This column presents technologies that have applications in commercial areas, possibly creating the products of tomorrow. To learn more about each technology, see the contact information provided for that innovation.
Permeable Concrete Pavement Can Cool Cities
Impermeable pavement made of concrete or asphalt covers more than 30 percent of most urban areas and can exceed 140 °F in the summer. It heats the air, posing human health risks and surface runoff, threatening aquatic life. Rutgers University has developed permeable concrete pavement that can help reduce the urban heat island effect. The permeable pavement contains large connected pores, allowing water to drain through, reducing pavement temperature. Water in pores will also evaporate, reducing pavement surface temperature. Moreover, permeable concrete pavement does a better job reflecting heat than asphalt pavement. The design of permeable concrete was improved with high thermal conductivity — meaning it can transfer heat more quickly to the ground — further reducing heat output by 2.5 to 5.2 percent.

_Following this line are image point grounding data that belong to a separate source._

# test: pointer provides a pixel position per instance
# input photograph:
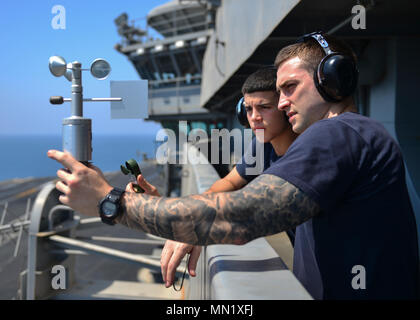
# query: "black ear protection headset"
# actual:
(336, 75)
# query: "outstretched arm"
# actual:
(266, 206)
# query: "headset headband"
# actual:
(318, 36)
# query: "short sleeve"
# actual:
(322, 161)
(242, 165)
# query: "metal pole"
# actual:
(121, 255)
(77, 90)
(28, 205)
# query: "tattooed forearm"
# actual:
(265, 206)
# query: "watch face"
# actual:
(109, 209)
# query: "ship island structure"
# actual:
(196, 56)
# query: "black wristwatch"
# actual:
(110, 206)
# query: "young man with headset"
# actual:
(257, 109)
(341, 184)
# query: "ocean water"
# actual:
(26, 156)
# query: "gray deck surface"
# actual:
(17, 192)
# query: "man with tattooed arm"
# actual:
(341, 184)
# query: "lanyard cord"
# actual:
(183, 276)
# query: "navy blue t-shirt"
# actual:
(366, 231)
(270, 156)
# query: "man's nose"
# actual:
(283, 104)
(255, 116)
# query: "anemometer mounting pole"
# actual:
(77, 131)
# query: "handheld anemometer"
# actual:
(132, 167)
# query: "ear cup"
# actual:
(336, 77)
(241, 113)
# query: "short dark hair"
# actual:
(311, 53)
(262, 80)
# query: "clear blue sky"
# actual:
(27, 42)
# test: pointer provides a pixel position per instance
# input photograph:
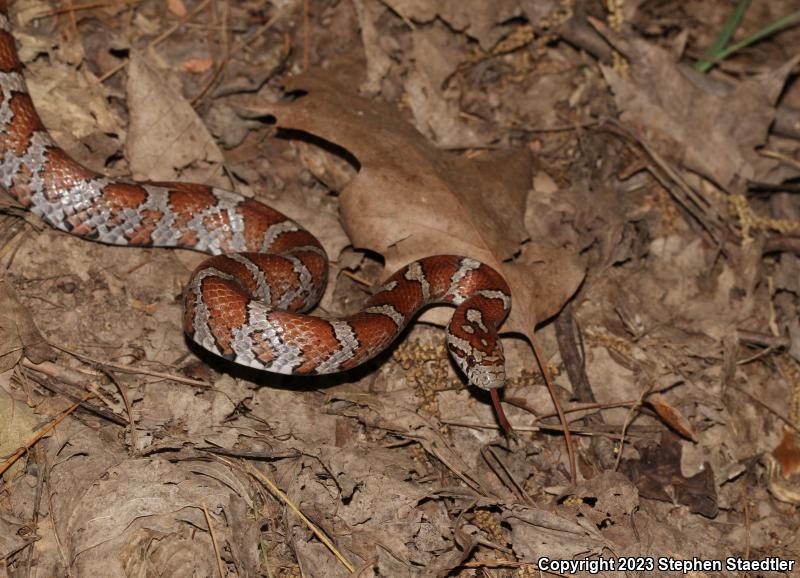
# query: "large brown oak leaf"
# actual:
(411, 200)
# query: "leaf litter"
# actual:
(630, 189)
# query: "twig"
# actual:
(39, 435)
(573, 470)
(134, 370)
(214, 541)
(159, 39)
(306, 36)
(72, 8)
(226, 55)
(131, 419)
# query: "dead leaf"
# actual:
(658, 476)
(788, 454)
(411, 200)
(671, 416)
(18, 333)
(713, 135)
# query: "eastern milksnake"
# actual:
(245, 302)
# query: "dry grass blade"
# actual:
(285, 499)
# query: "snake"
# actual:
(248, 301)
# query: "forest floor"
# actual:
(644, 212)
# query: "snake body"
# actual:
(246, 303)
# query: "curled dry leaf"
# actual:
(671, 416)
(711, 134)
(18, 333)
(411, 200)
(165, 133)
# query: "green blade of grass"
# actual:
(723, 37)
(772, 28)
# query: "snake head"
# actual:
(480, 358)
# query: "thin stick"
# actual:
(306, 36)
(214, 541)
(285, 499)
(573, 470)
(39, 435)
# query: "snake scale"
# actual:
(245, 303)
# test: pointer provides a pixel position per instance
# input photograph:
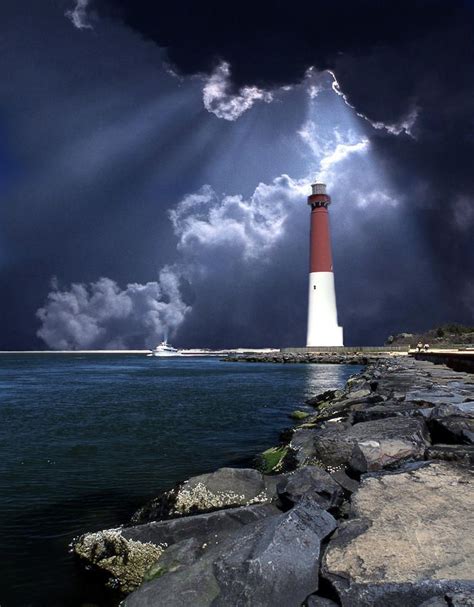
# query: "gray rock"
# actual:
(173, 558)
(451, 599)
(126, 555)
(302, 445)
(313, 482)
(380, 443)
(389, 409)
(345, 481)
(462, 409)
(451, 453)
(436, 601)
(272, 562)
(410, 538)
(318, 601)
(225, 488)
(208, 527)
(324, 397)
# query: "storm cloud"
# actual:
(101, 315)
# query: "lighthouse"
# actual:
(323, 329)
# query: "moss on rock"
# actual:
(125, 561)
(271, 460)
(299, 414)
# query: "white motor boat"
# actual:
(164, 349)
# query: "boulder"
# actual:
(185, 552)
(225, 488)
(388, 409)
(324, 397)
(451, 453)
(318, 601)
(410, 538)
(346, 482)
(380, 443)
(451, 599)
(272, 562)
(125, 555)
(302, 446)
(463, 409)
(205, 528)
(452, 429)
(124, 562)
(313, 482)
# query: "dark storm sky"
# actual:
(155, 160)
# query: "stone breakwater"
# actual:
(356, 358)
(369, 502)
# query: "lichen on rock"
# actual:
(125, 561)
(200, 498)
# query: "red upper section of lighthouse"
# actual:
(320, 240)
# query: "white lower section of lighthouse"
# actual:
(323, 329)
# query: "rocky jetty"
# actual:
(369, 502)
(346, 358)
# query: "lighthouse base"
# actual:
(323, 329)
(326, 336)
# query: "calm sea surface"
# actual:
(85, 440)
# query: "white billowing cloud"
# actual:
(330, 152)
(405, 124)
(102, 315)
(220, 101)
(78, 15)
(315, 82)
(204, 220)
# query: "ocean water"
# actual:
(85, 440)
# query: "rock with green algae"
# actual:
(272, 459)
(173, 558)
(126, 555)
(224, 488)
(299, 414)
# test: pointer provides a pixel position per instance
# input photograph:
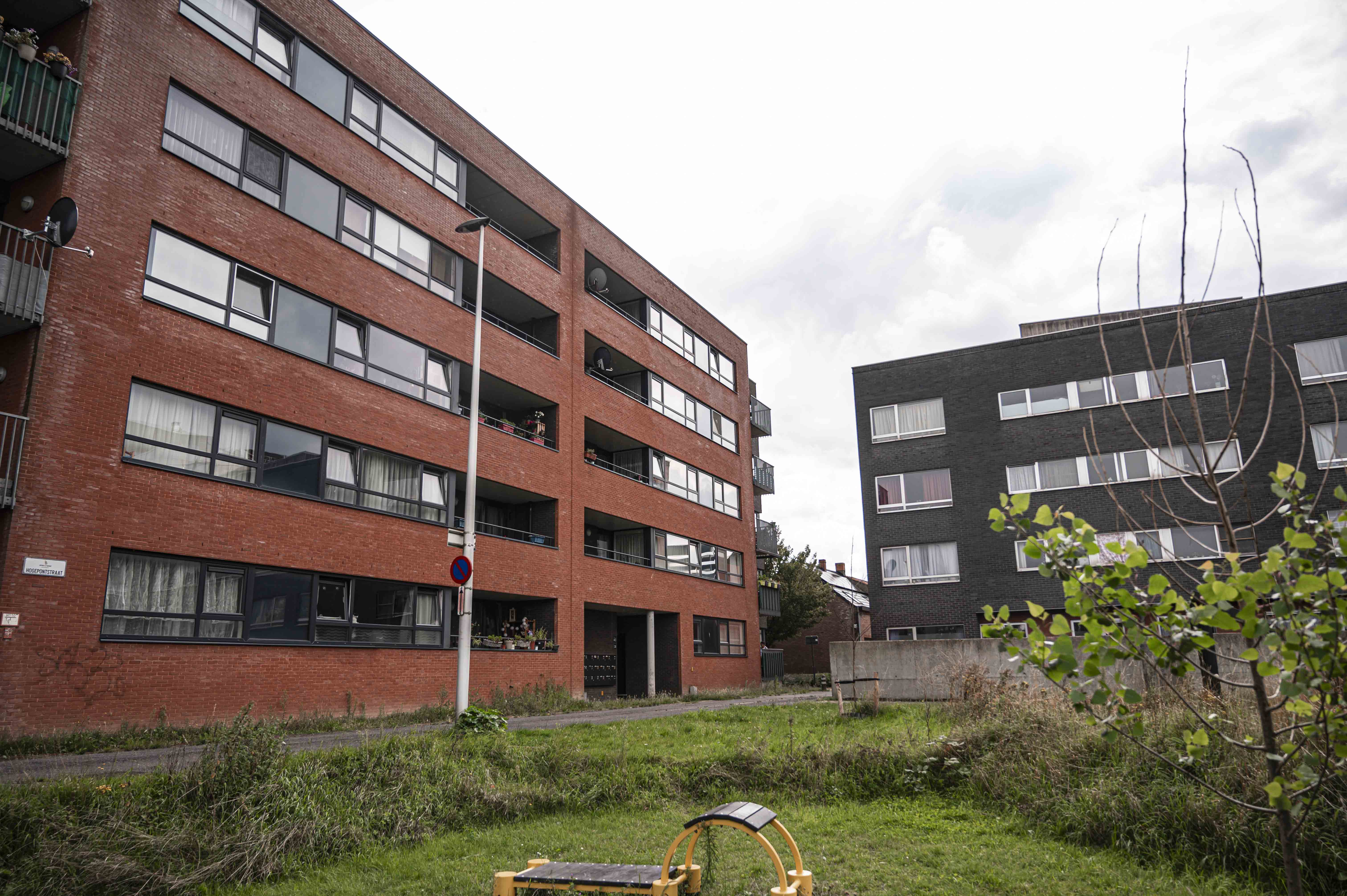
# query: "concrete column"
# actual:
(650, 653)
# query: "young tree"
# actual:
(805, 595)
(1280, 585)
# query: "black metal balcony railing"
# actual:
(518, 430)
(507, 533)
(767, 538)
(34, 103)
(23, 274)
(770, 600)
(774, 665)
(519, 242)
(764, 476)
(760, 418)
(13, 429)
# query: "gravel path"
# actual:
(167, 758)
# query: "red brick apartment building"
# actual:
(235, 437)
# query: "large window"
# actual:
(294, 63)
(1322, 360)
(908, 421)
(1124, 467)
(684, 409)
(1330, 445)
(689, 483)
(920, 564)
(154, 597)
(1141, 386)
(914, 491)
(172, 430)
(718, 637)
(671, 332)
(1168, 545)
(215, 143)
(217, 289)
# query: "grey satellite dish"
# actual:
(597, 281)
(63, 220)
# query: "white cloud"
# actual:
(891, 180)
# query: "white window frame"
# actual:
(925, 580)
(1316, 378)
(1164, 537)
(1156, 468)
(900, 436)
(1143, 381)
(903, 506)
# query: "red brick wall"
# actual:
(79, 500)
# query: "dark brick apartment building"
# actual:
(235, 437)
(942, 436)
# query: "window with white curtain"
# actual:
(1125, 387)
(920, 564)
(908, 421)
(1124, 467)
(1322, 360)
(1167, 545)
(1330, 445)
(914, 491)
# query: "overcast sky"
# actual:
(845, 184)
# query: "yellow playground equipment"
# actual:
(666, 879)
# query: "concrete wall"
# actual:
(935, 670)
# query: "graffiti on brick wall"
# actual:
(90, 672)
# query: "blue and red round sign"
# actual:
(461, 570)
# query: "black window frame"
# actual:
(213, 457)
(421, 637)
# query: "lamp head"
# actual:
(472, 226)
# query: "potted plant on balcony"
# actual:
(25, 41)
(59, 64)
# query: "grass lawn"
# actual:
(927, 845)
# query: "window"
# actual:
(718, 637)
(178, 432)
(1168, 545)
(1145, 464)
(1322, 360)
(251, 36)
(914, 491)
(165, 597)
(910, 421)
(920, 564)
(1125, 387)
(1330, 445)
(211, 286)
(925, 633)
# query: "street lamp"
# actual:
(465, 619)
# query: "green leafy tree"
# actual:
(1290, 608)
(805, 595)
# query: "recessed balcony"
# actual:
(764, 478)
(37, 110)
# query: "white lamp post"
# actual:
(465, 620)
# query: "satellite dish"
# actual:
(63, 222)
(597, 279)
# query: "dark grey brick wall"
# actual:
(978, 446)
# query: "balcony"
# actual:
(512, 219)
(760, 418)
(36, 114)
(768, 544)
(512, 310)
(764, 478)
(770, 600)
(23, 279)
(13, 429)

Contact: Todd Bates, Rutgers University
Quick Disconnect for High-Pressure Mate/De-Mate
Dusty, dirty environments can be tough on connectors, wearing them down and making mating and de-mating of electrical and fluid connections difficult, hazardous, and unreliable. NASA’s Kennedy Space Center’s Quick Disconnect (QD) uses the gas supplied by the umbilical to spray on, entrain, and remove dust from the connector surfaces prior to mating. The QD uses a novel dual-poppet design and springs that balance forces on umbilical components. This allows a controlled release of gas to clear away dust from the end of the connector before it is inserted in the supply umbilical.
Contact: Kennedy Space Center
Electricity-Free System Cools Buildings
The University at Buffalo designed a system that can help cool buildings in crowded metropolitan areas without consuming electricity, an important innovation at a time when cities are working to adapt to climate change. The system consists of a special material — an inexpensive polymer/aluminum film — that’s installed inside a box at the bottom of a specially designed solar “shelter.” The film helps keep its surroundings cool by absorbing heat from the air inside the box and transmitting that energy through the Earth’s atmosphere into outer space. The shelter serves a dual purpose, helping to block incoming sunlight while also beaming thermal radiation emitted from the film into the sky. Beaming the emissions in a narrow direction enables the system to be more effective in urban environments, where there are tall buildings on all sides.